I learned a great word this week on the Radiolab podcast. Umwelt. The Radiolab hosts were discussing the visual range of the rainbow shrimp and how, despite its amazing cones and rods, it could not distinguish between colors well. In explaining that we shouldn’t pity the poor rainbow shrimp, the one host, Rod Krulwich, chalked it up to “umwelt” and explained that we all experience it. “You are limited by what you can feel, touch, see, and know,” Krulwich said, because of who you are. That’s umwelt.
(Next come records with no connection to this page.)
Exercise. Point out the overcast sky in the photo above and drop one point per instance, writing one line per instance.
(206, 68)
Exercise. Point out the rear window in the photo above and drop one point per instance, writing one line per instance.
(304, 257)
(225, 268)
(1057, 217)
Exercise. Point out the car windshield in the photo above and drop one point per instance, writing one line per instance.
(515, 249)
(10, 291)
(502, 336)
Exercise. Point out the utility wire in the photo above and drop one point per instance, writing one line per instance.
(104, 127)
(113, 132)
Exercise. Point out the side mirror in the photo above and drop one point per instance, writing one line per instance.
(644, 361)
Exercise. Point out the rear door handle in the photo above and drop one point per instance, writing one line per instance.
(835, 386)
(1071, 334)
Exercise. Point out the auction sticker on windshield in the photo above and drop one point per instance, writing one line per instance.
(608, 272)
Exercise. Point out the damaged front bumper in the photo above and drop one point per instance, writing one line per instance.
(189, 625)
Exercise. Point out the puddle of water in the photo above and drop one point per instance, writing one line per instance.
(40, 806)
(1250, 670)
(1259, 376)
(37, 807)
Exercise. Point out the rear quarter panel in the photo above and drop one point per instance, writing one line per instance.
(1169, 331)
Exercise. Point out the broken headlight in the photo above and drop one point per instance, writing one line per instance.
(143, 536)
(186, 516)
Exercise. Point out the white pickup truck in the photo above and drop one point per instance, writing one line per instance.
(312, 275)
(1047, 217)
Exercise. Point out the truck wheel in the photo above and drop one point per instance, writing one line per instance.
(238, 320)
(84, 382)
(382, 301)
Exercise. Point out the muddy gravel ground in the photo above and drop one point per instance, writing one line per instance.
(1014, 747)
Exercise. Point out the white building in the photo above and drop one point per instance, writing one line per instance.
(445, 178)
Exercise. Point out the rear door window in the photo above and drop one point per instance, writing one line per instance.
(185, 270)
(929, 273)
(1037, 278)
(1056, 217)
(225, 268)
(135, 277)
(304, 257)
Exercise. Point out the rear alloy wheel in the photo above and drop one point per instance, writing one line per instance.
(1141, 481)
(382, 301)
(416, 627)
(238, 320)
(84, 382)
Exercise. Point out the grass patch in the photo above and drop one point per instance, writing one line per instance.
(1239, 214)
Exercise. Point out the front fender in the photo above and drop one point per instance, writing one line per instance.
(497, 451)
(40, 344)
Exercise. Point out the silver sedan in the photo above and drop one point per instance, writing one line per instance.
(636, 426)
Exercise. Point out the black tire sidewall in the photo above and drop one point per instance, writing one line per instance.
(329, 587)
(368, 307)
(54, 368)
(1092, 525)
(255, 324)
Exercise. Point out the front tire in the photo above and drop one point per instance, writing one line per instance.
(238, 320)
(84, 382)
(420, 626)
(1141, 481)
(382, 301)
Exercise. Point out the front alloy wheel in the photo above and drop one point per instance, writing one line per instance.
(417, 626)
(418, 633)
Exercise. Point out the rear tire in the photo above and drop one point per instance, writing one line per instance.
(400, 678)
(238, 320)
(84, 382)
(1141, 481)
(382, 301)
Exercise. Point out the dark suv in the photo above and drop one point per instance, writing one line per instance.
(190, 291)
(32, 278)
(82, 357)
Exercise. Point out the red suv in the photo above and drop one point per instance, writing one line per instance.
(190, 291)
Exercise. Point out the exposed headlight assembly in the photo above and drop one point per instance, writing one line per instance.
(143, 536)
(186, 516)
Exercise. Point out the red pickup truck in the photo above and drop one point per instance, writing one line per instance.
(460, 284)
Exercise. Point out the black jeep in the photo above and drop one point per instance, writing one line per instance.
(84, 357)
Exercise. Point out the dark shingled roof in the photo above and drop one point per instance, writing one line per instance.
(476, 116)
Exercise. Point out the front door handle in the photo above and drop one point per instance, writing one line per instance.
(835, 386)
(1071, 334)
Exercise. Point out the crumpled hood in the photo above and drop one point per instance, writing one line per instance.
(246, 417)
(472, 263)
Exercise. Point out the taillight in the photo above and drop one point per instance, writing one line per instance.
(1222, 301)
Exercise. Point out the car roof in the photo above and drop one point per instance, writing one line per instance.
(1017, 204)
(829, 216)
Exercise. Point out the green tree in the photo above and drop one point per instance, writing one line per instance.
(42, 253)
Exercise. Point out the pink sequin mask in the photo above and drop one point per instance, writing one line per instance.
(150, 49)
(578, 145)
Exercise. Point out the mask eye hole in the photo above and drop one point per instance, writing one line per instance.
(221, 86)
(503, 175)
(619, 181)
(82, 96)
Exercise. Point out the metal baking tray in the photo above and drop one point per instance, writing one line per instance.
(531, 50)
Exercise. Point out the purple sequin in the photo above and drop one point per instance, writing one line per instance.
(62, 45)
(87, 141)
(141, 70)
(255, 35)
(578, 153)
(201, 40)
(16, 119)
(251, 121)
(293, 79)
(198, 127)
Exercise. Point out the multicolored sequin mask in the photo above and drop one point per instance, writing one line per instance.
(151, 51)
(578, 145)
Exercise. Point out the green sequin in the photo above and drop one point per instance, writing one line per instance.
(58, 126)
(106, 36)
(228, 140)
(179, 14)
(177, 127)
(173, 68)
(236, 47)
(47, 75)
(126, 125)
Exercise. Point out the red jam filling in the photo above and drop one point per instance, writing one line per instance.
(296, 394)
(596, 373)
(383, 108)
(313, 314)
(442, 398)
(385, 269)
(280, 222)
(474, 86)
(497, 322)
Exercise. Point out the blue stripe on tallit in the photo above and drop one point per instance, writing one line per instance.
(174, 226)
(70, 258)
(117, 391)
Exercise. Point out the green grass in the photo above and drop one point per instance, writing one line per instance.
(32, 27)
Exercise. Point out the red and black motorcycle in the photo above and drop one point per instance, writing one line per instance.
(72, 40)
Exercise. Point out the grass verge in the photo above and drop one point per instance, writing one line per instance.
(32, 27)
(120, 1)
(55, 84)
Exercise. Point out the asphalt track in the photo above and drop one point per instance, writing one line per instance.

I’ve been thinking about this for a bunch of reasons this week.  Nature has a funny way of connecting dots across different media. I guess it started with thinking about last week’s post on Bias in Your Online Class? While I’ve been digging into the statistics for my online class and trying to better understand my biases, I’ve also been wondering how my students are experiencing the classes themselves. How are THEY seeing the learning environment? How are THEY seeing my interactions with them? Even if I explicitly asked them about their experiences, it would be hard for me to know how they saw something.

And that brings me back to the Radiolab podcast. At the end, the other host, Jad Abumrad, says that because of umwelt, we can never really see what other people see. We just see things differently. “That’s the lonely part,” Abumrad explains. “The unlonely part is you can try.”